Answer: Acanthamoebic keratitis
This is a case of keratitis caused by Acanthamoeba species. These protozoan parasites are free-living amoebae found widely in the environment, such as in fresh water pools, soil, dust, and even chlorinated tap water. Keratitis usually occurs in patients that wear contact lenses, since the lens provides a nidus for irritation and infection. The classical history is that of a patient who wears contact lenses and rinses them in tap water or home-made saline solution.
The diagnosis is made by identifying classic cysts and/or trophozoites in corneal scrapings or biopsies, (histopathology, cytopathology, or microbiology preparations). Acanthamoeba spp. can also be grown in culture or detected using fluorescent and molecular methods. Trophozoites measure approximately 15-45 µm, and produce many spine-like processes (acanthapodia) in culture. They differ from Entamoeba histolytica trophozoites by having a large nucleus, large, centrally-located karyosome, and no peripheral chromatin. The cysts are typically 10-25 µm in diameter, and have a classic morphology, with a double-walled cysts. The outer wall (exocyst) is typically wrinkled, while the inner wall (endocyst) is hexagonal, spherical, or star-shaped. Like the trophozoites, the cysts contain one nucleus. CLICK ON IMAGES TO ENLARGE
Culture on tap water agar - See Previous Case of the Week.

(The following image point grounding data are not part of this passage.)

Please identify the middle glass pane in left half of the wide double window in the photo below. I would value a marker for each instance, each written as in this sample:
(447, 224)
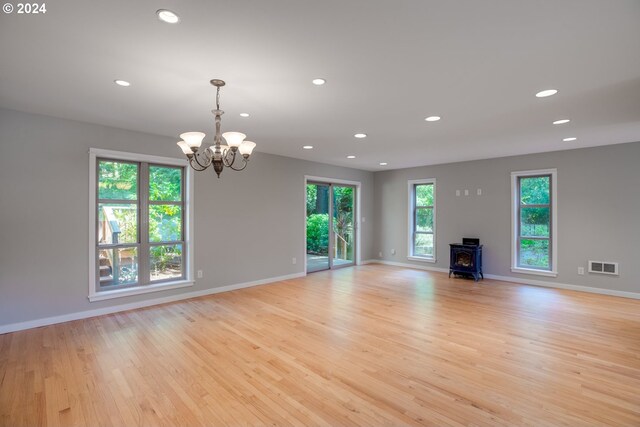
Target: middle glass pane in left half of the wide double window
(117, 223)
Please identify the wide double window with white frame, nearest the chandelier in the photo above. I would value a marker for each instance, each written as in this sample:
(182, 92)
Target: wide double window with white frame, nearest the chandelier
(139, 224)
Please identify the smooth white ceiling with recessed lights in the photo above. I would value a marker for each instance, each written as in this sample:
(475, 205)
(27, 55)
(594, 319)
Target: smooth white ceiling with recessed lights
(388, 65)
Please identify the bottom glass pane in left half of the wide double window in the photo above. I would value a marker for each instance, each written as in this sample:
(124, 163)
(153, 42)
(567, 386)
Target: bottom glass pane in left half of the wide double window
(118, 266)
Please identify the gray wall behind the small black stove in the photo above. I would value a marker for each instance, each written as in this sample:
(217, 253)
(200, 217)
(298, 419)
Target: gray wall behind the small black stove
(598, 211)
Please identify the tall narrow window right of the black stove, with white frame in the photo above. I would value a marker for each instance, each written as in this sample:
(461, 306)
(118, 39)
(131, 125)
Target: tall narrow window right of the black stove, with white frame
(534, 222)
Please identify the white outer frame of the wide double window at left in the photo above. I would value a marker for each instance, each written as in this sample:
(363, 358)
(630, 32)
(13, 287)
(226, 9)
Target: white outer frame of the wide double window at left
(95, 294)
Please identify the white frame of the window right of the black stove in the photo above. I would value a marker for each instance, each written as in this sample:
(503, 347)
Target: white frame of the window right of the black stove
(515, 201)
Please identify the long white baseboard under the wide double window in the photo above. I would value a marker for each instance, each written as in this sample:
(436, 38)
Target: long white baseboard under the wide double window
(13, 327)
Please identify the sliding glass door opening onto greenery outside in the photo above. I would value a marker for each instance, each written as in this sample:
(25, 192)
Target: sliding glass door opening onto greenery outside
(330, 226)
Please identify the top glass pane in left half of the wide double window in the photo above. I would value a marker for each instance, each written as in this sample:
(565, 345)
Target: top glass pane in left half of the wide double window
(117, 180)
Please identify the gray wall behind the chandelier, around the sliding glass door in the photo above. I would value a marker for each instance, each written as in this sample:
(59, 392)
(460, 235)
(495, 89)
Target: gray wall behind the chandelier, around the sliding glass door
(248, 225)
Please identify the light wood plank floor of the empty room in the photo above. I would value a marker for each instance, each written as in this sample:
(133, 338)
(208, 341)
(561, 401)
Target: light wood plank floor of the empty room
(372, 345)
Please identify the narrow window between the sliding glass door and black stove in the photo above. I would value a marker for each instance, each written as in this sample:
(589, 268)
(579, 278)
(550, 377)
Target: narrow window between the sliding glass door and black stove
(422, 220)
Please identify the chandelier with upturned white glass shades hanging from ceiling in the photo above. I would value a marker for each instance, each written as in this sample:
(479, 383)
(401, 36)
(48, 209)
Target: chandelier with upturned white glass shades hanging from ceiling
(217, 155)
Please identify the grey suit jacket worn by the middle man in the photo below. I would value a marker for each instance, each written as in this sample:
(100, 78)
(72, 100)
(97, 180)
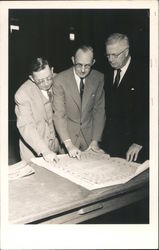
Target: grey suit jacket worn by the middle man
(70, 115)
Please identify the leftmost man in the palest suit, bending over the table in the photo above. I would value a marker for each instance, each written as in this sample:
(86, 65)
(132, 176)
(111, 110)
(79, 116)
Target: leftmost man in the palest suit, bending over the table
(33, 109)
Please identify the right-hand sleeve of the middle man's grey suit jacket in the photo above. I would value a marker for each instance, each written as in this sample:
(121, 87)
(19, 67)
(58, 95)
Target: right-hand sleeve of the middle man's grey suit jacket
(99, 111)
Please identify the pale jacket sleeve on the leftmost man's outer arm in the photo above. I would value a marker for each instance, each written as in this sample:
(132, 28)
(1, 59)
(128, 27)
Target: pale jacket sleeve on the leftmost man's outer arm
(27, 125)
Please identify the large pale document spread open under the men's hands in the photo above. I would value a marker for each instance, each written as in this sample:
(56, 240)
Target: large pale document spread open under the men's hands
(94, 170)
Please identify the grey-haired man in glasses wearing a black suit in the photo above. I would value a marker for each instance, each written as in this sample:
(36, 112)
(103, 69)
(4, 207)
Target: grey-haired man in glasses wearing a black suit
(125, 130)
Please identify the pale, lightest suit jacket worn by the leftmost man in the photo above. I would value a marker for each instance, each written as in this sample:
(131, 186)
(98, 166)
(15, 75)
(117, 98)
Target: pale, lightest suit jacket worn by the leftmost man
(32, 121)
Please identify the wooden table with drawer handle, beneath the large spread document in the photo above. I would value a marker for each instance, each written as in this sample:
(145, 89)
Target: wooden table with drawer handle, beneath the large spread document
(47, 198)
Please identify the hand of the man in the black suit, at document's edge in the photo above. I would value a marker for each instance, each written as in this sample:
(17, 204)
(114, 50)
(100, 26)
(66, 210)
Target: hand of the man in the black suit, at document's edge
(133, 152)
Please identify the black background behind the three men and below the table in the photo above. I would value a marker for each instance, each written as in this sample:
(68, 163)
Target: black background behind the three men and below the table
(46, 33)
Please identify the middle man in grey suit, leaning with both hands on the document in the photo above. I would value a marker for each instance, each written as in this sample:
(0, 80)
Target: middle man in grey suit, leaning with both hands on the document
(79, 104)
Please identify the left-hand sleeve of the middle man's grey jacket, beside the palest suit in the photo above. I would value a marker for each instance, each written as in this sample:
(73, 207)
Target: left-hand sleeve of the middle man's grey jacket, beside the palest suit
(59, 110)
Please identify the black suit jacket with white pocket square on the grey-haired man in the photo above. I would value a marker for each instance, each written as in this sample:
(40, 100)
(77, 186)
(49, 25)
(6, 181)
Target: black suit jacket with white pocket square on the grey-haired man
(126, 112)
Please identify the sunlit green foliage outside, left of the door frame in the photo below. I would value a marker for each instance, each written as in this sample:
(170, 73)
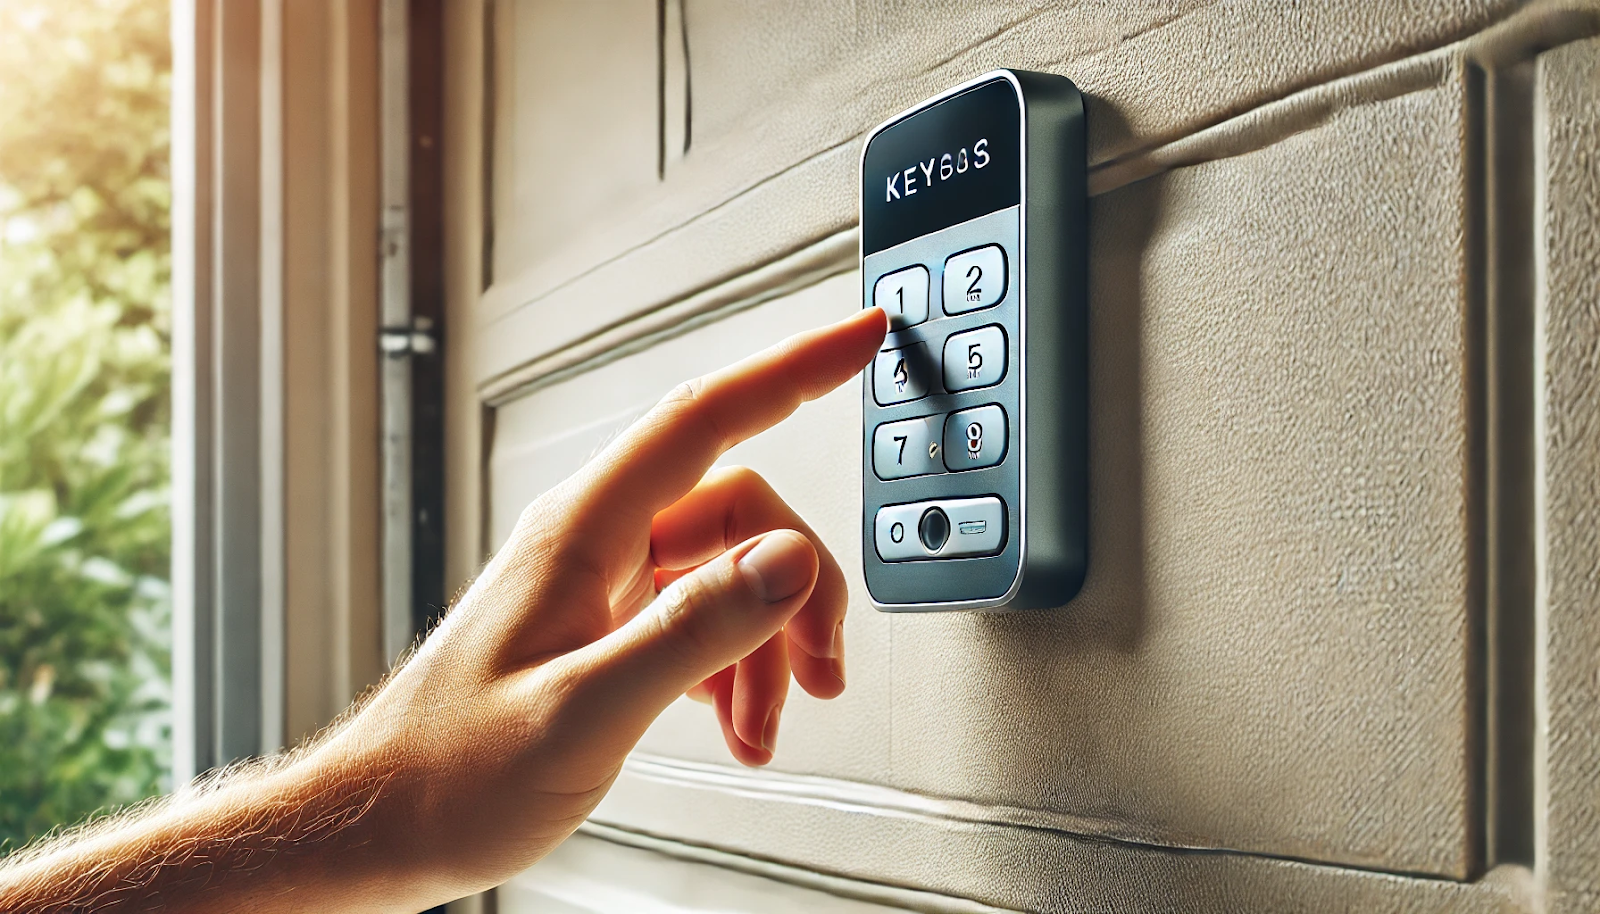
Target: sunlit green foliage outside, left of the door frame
(84, 409)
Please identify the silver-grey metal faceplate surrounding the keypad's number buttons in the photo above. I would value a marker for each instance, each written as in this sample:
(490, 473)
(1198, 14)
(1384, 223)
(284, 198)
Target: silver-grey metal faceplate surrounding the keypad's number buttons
(967, 579)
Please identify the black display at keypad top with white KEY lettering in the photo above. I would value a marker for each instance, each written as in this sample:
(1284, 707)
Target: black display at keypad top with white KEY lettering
(942, 167)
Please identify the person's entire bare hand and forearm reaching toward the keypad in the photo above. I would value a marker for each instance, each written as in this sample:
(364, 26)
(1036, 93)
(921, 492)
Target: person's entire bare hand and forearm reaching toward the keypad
(641, 579)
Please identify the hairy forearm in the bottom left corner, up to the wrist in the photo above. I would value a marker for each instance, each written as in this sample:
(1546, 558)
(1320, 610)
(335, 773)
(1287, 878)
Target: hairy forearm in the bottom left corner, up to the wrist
(298, 838)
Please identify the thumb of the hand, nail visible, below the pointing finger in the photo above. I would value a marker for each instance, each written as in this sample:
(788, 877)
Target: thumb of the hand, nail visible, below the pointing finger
(703, 623)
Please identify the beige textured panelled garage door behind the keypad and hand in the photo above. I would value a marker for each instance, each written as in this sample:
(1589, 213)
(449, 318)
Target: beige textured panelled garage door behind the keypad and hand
(1284, 652)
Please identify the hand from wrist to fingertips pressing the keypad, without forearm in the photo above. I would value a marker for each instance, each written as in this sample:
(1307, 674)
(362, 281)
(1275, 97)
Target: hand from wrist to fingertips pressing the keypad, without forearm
(514, 718)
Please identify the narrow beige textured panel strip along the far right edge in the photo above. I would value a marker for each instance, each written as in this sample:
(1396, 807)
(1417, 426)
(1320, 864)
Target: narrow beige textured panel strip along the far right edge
(1570, 454)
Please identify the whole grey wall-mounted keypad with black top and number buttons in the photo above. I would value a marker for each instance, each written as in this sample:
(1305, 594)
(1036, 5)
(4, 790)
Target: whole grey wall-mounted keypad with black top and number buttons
(993, 510)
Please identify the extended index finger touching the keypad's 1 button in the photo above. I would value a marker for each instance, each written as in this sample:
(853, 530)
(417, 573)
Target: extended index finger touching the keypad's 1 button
(665, 454)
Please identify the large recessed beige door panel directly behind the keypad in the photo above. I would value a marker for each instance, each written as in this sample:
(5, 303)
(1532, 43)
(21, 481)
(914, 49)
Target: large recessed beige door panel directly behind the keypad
(1270, 654)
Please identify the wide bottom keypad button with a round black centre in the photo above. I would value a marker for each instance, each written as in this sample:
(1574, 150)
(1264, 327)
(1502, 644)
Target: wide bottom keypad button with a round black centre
(946, 529)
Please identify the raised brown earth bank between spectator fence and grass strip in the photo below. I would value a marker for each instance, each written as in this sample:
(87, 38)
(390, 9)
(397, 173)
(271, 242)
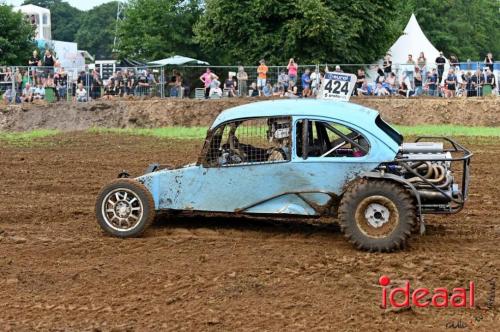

Another important differential diagnosis in this scenario is herpes keratitis caused by herpes simplex virus. One viewer commented that the organisms appeared to have the classic "marginated chromatin, glassy/cleared-out nuclei" of HSV-infected cells. This is particularly relevant in this case, since the cysts do not have visible nuclei. However, they can still be differentiated from herpes-infected cells by the presence of the wrinkled double walls. Also, the classic features (the 3 "M's") of herpes are not present - Multinucleation, nuclear Molding, and Margination of nuclear chromatin. Below is a classic case of a multinucleated herpes simplex virus-infected cell.
This patient with acanthamoebic keratitis did well after treatment, with little residual scarring. However, this is not always the case, and many cases of keratitis are very refractory to treatment.
A more deadly presentation of Acanthamoeba spp. is chronic granulomatous encephalitis, a slowly progressive, often fatal infection of immunocompromised patients. Disease usually disseminates from a primary dermal or pulmonary source, cysts may be found in the skin, lungs and other organs.
Thanks to all who wrote in with comments!